Search providers such as Google, Yahoo and Microsoft are in a unique position to provide indicators of trustworthiness of a given web site, as they act as a trusted intermediary between end-users and their desired destinations. Currently, there are currently no clear methods by which an end-user can assess if a given site in a search result is indeed controlled by the organization that it claims to represent. If there were a way that a user could identify which sites had verified identities, this would result in vast improvements in the trust relationships between end-users and the organizations behind any given web site.

The User Experience

Let us consider a hypothetical user expierence: A user navigates to Google and enters a company name. They are presented with a listing of search results, often including the official company web site, other web sites for companies with a similar name, sites reviewing products by the company and sometimes sites maskarading as the official site.

In the search results listing, each site where the identity of the organization that controls the site has been verified includes a special icon known as a "trust mark". This icon indicates that Google has established a chain of trust that allows the identity of the organization responsible for the content on that site to be verified.

Figure 1: An example UI from Safari indicating the validity of a certificate.
The green check icon is a good example of a visual representation of a trust mark.

The presence of the trust mark may be sufficient for the user to navigate to the site in confidence, or they may click on the trust mark, showing a page containing legal information about the entity, including their location (using Google Maps, of course). This information would especially be useful for disambiguating different companies with similar names.

The Technology

Standard web certificates are already used for secure transactions and providing information about the authenticity of a secured web site. But these are limited to the secure sections of web sites, such as pages for authentication and payment processing. Most web sites do not use SSL/TLS for the bulk of their web site due to the computational cost of processing HTTPS transactions when compared to standard HTTP.

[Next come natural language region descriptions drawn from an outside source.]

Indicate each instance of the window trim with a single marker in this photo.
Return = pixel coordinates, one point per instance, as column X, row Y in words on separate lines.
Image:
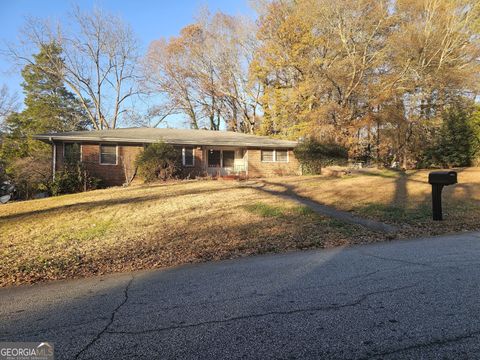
column 275, row 160
column 193, row 156
column 72, row 142
column 100, row 153
column 267, row 161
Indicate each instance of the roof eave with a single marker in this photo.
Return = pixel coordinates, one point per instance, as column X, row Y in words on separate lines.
column 50, row 138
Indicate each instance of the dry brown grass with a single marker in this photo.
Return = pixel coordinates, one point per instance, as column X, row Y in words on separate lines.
column 141, row 227
column 163, row 225
column 397, row 198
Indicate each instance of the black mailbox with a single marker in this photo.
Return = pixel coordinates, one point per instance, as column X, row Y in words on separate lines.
column 439, row 179
column 442, row 177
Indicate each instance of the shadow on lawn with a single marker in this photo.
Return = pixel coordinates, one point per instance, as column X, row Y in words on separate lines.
column 122, row 200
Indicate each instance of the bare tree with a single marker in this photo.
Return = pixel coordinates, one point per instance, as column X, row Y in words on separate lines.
column 99, row 65
column 204, row 72
column 8, row 103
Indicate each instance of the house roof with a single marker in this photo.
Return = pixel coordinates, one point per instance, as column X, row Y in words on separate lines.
column 170, row 136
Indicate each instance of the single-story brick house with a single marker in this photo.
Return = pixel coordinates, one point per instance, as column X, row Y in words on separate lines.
column 109, row 154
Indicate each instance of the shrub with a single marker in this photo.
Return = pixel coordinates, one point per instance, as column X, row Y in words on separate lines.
column 30, row 175
column 159, row 161
column 314, row 155
column 72, row 179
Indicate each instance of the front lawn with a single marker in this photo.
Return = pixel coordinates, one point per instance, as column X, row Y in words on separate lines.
column 397, row 198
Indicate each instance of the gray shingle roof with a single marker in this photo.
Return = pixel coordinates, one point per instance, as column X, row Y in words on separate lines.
column 170, row 136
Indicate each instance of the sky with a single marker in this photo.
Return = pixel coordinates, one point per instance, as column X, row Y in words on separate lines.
column 149, row 19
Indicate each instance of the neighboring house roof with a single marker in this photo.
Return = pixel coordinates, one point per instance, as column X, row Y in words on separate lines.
column 170, row 136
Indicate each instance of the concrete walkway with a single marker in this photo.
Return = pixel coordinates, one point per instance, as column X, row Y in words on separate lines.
column 415, row 299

However, the same certificates used to provide HTTPS could also be used for indicating a degree of trust. By placing the certificate as a file in the root path of the web site, the Google crawler could retrieve a "certificates.txt" file, much like the current "robots.txt" file. As most certificates contain the top level domain name, Google would be able to verify the chain of trust of the certificate, check to make sure that the URL it was crawling matched the URL in the certificate, and then display the trust mark and associated information.

As this approach leverages existing infrastructure, does not require any new protocols, and allows web sites operators with existing certificates to immediately use them for this purpose, this would facilitate rapid adoption of this technique.